Third, we should be praying that the power of god would be made known in and through our lives (v.19)  God is a miracle-worker.  He is Creator, sustainer, rescuer, all-powerful, all-knowing, and all-glorious.  We are not.  We humans cannot heal brokenness or save souls, but God can and he will because he is both good and sovereign.  And not only can God do those things, but he wants to do them in and through us as his people.  So we are the ones working with God, and he is at work through us to glorify himself and to bring light to this dark world.  Our Jesus is the head of all creation and the church, and he is at work reconciling the two by the amazing work of his people – and we know that it will be accomplished.  So we are working by the power of the Spirit to demonstrate the mighty power and wisdom of God in this world for his glory out of a heart of worship and thankfulness.  And that is why we spread the Gospel, reach into our communities to be salt and light, and why we gather to worship our risen King.

Questions:

So these thoughts on this really cool text came to mind, and I’ll be working through them in the next couple of weeks.
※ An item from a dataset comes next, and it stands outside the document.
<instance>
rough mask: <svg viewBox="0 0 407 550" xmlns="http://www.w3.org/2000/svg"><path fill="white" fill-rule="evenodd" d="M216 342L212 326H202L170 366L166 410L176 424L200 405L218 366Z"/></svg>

Am I praying to know God, or just asking him to do me favors?  What am I praying for, and why?  Does my prayer life betray my priorities and the things I place my hope in?

Where do I place my identity, and what does that lead me to worship?

Where is God’s power being demonstrated in my life?  Along those lines, coupled with 2 Corinthians 12:9, where is my weakness that God is sustaining me and glorifying himself in?

Praying:

So be praying for and with me that we would make much of Christ in the coming weeks, and that we would truly know our God and not just know about him.  This is such a huge temptation for me with my education and background – to merely reduce my relationship with God to facts and trivia.  I want to know my God and love what he loves, and hate what he hates, and be who he wants me to be.  Would you pray for these things with me?